請求項１〜５に記載のペプチドのいずれかを標的とする、単離されたＣＴＬ。
請求項１〜５のいずれか一項記載のペプチドによって誘導された、単離されたＣＴＬ。
細胞上の、ＨＬＡ抗原と請求項１〜５のいずれか一項記載のペプチドとの間で形成された複合体を認識し得る、請求項１４または１５記載のＣＴＬ。
ＨＬＡ抗原と請求項１〜５のいずれか一項記載のペプチドとの間で形成された複合体を自身の表面上に提示する、単離された抗原提示細胞。
請求項１１記載の方法によって誘導された、請求項１７記載の抗原提示細胞。
ＨＬＡ抗原がＨＬＡ−Ａ２４またはＨＬＡ−Ａ０２である、請求項１７または１８記載の抗原提示細胞。
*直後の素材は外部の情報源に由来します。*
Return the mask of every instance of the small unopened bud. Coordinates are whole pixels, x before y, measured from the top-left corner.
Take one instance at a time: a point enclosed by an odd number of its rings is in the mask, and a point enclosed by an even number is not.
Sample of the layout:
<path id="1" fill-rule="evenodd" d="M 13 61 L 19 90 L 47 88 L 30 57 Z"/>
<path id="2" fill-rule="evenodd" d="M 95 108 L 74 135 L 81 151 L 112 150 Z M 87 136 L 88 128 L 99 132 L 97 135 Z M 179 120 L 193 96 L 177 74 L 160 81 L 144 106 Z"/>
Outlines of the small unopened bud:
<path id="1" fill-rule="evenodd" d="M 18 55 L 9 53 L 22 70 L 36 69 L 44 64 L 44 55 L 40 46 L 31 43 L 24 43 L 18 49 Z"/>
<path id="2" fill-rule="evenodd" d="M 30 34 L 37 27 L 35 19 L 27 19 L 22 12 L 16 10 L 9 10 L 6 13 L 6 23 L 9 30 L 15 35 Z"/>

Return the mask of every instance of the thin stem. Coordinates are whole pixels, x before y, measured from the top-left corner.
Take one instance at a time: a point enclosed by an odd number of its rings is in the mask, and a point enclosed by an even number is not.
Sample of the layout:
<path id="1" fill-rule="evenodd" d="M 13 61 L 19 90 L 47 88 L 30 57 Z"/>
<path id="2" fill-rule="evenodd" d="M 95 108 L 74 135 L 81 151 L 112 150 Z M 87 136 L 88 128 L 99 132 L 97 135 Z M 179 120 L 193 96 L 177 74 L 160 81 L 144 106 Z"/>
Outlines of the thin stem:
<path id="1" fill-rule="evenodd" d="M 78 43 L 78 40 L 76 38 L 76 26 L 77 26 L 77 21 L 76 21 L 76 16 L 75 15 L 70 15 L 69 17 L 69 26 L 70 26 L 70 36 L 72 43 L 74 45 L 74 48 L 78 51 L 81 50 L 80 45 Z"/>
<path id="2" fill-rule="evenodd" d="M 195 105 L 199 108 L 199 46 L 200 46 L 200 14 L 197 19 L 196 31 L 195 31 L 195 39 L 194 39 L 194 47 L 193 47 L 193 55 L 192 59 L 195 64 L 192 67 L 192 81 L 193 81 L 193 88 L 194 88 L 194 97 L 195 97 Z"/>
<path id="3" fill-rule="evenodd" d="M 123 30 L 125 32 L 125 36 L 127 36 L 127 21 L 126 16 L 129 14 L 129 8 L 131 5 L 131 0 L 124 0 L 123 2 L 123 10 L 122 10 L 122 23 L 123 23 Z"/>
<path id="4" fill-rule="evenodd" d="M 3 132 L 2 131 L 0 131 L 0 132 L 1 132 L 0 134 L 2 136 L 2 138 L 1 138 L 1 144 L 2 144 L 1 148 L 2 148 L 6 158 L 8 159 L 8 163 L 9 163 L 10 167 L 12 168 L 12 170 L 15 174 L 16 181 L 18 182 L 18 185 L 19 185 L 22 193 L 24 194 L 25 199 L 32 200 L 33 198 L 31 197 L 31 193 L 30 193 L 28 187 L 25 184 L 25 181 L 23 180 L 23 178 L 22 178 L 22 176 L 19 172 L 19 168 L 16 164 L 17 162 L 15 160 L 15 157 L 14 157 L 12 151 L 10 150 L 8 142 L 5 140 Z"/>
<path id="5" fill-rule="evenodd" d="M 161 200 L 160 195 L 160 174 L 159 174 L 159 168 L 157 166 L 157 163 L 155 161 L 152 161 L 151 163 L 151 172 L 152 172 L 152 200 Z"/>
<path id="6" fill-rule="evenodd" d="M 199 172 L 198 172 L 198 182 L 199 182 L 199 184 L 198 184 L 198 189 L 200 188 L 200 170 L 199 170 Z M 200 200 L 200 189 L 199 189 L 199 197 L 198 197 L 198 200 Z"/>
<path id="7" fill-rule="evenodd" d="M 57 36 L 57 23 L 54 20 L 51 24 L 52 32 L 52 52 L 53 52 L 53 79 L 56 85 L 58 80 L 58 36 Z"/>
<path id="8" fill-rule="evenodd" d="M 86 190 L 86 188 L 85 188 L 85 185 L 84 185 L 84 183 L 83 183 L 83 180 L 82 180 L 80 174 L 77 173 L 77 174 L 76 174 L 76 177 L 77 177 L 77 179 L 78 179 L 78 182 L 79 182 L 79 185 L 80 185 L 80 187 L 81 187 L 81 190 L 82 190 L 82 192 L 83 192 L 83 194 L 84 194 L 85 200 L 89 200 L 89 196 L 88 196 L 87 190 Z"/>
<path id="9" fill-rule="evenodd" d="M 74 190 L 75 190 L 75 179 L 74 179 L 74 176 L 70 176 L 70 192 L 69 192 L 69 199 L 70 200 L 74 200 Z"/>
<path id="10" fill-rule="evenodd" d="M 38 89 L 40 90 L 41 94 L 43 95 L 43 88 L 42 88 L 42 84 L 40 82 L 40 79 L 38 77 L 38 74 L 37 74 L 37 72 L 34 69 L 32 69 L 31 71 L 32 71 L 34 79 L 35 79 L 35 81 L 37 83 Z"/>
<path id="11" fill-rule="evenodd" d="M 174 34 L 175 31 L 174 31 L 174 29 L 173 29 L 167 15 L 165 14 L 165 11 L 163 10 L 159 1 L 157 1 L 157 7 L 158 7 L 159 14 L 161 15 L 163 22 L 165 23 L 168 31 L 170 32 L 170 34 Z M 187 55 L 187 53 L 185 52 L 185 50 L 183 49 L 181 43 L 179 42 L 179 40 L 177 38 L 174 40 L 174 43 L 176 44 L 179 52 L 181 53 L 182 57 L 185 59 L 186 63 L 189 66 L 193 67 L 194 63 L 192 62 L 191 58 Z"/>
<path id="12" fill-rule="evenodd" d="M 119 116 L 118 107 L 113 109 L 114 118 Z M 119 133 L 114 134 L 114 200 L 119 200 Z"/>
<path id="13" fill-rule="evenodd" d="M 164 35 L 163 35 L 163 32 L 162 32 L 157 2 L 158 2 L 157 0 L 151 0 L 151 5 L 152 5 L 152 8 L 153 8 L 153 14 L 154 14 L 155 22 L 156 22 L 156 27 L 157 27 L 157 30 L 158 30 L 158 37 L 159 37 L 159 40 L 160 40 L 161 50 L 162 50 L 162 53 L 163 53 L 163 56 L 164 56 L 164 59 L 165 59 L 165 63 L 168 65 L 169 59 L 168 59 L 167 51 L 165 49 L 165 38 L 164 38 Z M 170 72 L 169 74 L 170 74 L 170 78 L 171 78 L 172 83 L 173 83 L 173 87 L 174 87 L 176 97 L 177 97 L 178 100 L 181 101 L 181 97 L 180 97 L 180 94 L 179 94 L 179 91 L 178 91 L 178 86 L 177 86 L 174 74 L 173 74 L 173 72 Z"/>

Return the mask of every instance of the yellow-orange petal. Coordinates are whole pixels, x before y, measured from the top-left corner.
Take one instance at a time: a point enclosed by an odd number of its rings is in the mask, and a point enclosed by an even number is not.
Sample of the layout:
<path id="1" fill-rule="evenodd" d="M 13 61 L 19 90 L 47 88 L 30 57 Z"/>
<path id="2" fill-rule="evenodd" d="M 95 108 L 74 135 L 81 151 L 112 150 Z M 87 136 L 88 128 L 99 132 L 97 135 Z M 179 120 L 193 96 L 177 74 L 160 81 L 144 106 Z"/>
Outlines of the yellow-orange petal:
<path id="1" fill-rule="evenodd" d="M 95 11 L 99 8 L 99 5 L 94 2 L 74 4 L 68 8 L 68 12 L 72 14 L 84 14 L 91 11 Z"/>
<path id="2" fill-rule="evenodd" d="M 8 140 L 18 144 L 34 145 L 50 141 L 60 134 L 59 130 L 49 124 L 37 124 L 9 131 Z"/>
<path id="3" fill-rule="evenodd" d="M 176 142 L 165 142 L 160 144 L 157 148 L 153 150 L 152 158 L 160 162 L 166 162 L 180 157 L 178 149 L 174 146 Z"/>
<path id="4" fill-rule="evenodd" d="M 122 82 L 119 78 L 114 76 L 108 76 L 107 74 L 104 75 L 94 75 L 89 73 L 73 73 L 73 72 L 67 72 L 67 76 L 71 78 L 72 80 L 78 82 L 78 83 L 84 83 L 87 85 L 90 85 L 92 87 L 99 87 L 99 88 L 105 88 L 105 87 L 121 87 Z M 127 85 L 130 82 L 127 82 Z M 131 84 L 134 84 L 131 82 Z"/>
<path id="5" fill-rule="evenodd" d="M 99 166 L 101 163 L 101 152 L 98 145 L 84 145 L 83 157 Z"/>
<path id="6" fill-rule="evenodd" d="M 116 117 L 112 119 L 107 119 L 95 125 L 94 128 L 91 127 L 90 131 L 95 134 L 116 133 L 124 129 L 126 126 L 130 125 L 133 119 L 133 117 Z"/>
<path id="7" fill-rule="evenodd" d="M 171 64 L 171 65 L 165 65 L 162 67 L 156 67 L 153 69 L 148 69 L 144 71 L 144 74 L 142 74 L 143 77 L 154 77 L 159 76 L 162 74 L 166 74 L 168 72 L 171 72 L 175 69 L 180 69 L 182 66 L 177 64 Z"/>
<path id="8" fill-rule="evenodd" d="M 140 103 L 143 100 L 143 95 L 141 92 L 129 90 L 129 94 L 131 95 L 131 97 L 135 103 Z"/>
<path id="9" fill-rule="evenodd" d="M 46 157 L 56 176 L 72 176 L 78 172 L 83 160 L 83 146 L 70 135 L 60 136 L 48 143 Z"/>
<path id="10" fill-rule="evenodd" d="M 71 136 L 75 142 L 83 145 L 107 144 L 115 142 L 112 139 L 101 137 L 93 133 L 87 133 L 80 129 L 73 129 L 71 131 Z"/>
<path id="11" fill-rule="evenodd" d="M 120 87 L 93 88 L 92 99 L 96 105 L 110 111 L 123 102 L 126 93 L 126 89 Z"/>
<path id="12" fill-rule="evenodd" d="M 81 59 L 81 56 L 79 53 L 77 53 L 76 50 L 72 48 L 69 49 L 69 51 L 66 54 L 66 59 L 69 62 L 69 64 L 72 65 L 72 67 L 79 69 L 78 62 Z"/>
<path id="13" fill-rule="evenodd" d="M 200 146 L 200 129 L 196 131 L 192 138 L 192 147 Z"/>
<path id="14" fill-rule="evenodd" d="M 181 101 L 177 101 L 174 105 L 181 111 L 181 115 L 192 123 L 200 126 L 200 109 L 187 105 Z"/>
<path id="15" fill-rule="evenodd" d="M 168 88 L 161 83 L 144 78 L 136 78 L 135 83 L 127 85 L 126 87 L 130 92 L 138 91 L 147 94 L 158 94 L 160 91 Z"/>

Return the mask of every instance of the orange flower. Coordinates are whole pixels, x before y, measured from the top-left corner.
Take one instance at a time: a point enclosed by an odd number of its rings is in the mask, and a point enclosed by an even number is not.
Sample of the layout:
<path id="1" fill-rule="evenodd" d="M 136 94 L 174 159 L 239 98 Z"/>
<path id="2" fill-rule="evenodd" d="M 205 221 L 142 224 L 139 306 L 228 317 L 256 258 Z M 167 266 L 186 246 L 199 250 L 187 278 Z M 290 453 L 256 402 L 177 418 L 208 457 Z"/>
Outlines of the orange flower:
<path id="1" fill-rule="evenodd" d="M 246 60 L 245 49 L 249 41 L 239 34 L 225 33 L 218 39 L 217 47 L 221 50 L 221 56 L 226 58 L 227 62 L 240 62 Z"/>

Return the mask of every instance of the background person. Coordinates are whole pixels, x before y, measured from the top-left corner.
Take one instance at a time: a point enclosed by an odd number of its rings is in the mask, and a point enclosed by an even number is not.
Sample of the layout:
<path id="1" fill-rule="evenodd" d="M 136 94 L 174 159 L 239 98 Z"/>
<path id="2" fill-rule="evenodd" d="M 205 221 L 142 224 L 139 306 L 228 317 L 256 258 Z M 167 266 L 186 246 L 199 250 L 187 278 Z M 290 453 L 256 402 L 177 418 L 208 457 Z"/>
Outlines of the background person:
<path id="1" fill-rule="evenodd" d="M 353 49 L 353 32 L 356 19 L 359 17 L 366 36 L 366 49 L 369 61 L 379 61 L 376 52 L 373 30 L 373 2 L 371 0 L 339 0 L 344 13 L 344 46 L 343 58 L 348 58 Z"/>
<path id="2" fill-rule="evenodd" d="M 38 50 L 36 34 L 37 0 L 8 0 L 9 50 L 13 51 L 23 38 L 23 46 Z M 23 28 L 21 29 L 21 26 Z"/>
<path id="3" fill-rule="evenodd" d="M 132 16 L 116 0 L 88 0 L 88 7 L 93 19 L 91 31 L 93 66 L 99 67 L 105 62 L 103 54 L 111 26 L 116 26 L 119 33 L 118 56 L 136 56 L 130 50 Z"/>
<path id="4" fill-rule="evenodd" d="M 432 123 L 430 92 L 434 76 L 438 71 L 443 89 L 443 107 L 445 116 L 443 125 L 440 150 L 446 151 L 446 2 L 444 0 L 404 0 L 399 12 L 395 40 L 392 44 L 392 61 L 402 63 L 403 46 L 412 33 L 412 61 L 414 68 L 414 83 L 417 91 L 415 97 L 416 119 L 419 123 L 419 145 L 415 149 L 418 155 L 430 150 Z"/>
対象においてがんに対する免疫応答を誘導する剤であって、以下からなる群より選択される有効成分を含む、剤：
（ａ）請求項１〜５のいずれか一項記載の１種または複数種のペプチド；
（ｂ）発現可能な形態で前記ペプチドをコードする１種または複数種のポリヌクレオチド；
（ｃ）ＨＬＡ抗原と請求項１〜５のいずれか一項記載のペプチドとの間で形成された複合体を自身の表面上に提示する、１種または複数種の抗原提示細胞および／またはエキソソーム；
（ｄ）請求項１〜６のいずれか一項記載のペプチドに対して誘導された１種または複数種のＣＴＬ；ならびに
（ｅ）これらの組み合わせ。
対象においてがんに対する免疫応答を誘導する方法であって、以下からなる群より選択される有効成分を含む剤を該対象に投与する段階を含む、方法：
（ａ）請求項１〜５のいずれか一項記載の１種または複数種のペプチド；
（ｂ）発現可能な形態で前記ペプチドをコードする１種または複数種のポリヌクレオチド；
（ｃ）ＨＬＡ抗原と請求項１〜５のいずれか一項記載のペプチドとの間で形成された複合体を自身の表面上に提示する、１種または複数種の抗原提示細胞および／またはエキソソーム；
（ｄ）請求項１〜６のいずれか一項記載のペプチドに対して誘導された１種または複数種のＣＴＬ；ならびに
（ｅ）これらの組み合わせ。
がんが、膀胱癌、乳癌、子宮頸癌、胆管細胞癌、ＣＭＬ、結腸直腸癌、子宮内膜症、食道癌、胃癌、肝癌、ＮＳＣＬＣ、リンパ腫、骨肉腫、卵巣癌、膵癌、前立腺癌、腎癌、および小細胞肺癌からなる群より選択される、請求項２１記載の方法。
対象がＨＬＡ−Ａ２４またはＨＬＡ−Ａ０２を有する、請求項２１または２２記載の方法。